Address in 1941: (Mother's address) 43 Swan Court, Manor St, Chelsea, London
m. Oct 1941 Phoebe V Thomas in Marylebone, Middlesex
Off sick from 21 Feb to 21 Mar 1943
1 accident, not his fault:
- 4 Aug 1944, during the take-off run in a Hudson at White Waltham, the port tyre burst. He "completed the take-off, noticed that the tyre was apparently loose and wobbling, and therefore decided to execute a belly landing."
Address in 1947: Friary Lodge, Old Windsor, Berks
His mother Margaret died in 1970 aged 91, at her home in St Briac, France, leaving 11 children (including his sister Rosemary, the mother of John Forbes Kerry (68th US Secretary of State and Democratic Nominee for President, 2004) and Mme Alain Lalonde), 30 grandchildren and 5 great-grandchildren.
John F Kerry visited the Forbes' family estate at Les Essarts, near St-Briac-sur-Mer, on several occasions:
"In his youth, Kerry joined the family gatherings while his father, a U.S. diplomat, was posted in Europe. Young Kerry also attended a Swiss boarding school and brought a touch of America to this corner of northwestern France.

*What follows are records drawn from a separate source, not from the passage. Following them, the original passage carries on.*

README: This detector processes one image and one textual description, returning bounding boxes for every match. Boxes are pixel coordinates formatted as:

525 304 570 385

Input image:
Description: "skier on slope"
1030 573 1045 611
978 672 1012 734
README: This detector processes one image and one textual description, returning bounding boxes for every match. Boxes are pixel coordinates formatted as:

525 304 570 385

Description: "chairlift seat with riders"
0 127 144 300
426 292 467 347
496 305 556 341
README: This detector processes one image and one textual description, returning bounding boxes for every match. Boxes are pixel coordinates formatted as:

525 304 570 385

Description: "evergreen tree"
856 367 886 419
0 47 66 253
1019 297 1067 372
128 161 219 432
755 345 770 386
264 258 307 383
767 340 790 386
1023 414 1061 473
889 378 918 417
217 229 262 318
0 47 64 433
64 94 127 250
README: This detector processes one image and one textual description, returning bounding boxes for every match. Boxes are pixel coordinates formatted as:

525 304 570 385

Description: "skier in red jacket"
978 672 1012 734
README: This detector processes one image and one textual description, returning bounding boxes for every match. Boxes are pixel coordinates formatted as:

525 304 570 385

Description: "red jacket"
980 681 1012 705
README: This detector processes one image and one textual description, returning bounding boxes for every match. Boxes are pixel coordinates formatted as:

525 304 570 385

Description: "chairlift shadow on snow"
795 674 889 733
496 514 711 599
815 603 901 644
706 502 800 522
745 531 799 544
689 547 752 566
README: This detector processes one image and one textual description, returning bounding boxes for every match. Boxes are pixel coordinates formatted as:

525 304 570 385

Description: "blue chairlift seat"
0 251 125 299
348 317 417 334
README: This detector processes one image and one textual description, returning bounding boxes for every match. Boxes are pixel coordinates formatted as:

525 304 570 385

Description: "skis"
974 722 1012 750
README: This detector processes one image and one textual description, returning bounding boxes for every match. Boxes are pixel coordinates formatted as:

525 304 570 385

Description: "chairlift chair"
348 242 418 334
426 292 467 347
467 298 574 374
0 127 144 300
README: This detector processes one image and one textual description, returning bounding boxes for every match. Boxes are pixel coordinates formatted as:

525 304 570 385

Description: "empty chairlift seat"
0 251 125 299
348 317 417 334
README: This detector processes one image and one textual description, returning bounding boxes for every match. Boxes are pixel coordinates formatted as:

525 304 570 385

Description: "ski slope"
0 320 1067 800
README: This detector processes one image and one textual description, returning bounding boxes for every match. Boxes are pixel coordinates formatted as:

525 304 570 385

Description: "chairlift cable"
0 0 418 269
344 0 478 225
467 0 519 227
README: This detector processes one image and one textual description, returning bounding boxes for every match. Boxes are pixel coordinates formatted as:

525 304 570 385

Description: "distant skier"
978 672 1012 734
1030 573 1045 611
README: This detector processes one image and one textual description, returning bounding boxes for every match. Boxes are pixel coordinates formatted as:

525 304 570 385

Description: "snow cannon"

"He introduced us to games like capture the flag. We still play something called kick the can," said [John's cousin] Brice Lalonde, who at 58 is two years Kerry's junior.
Walking along a beach where Kerry and his cousins once played, Lalonde talked about their summers of swimming, cycling and tennis.
"We would take boats and go to islands and have a picnic. We'd go shrimping and have them cooked up in the kitchen," he said.
It was in Saint Briac, or nearby, that Kerry's parents met, when his father, Richard Kerry, was traveling in Europe before World War II.
During the war, the Nazis occupied Les Essarts and then destroyed it when they left. A family reunion was held last summer  to mark the 50th anniversary of the home's reconstruction, but Kerry didn't attend.
Kerry told The New Yorker magazine that seeing the aftermath of the war in Europe kindled his interest in politics.
"My very first memory — I was 3 years old — is holding my mother's hand and she was crying ... as we walked through the broken glass and rubble of her childhood house in France, which the Germans had used as a headquarters and then bombed and burned as they left," Kerry was quoted as saying." - Fox News, 29 Mar 2004
Ian Forbes lived at the rebuilt Les Essarts in 2004.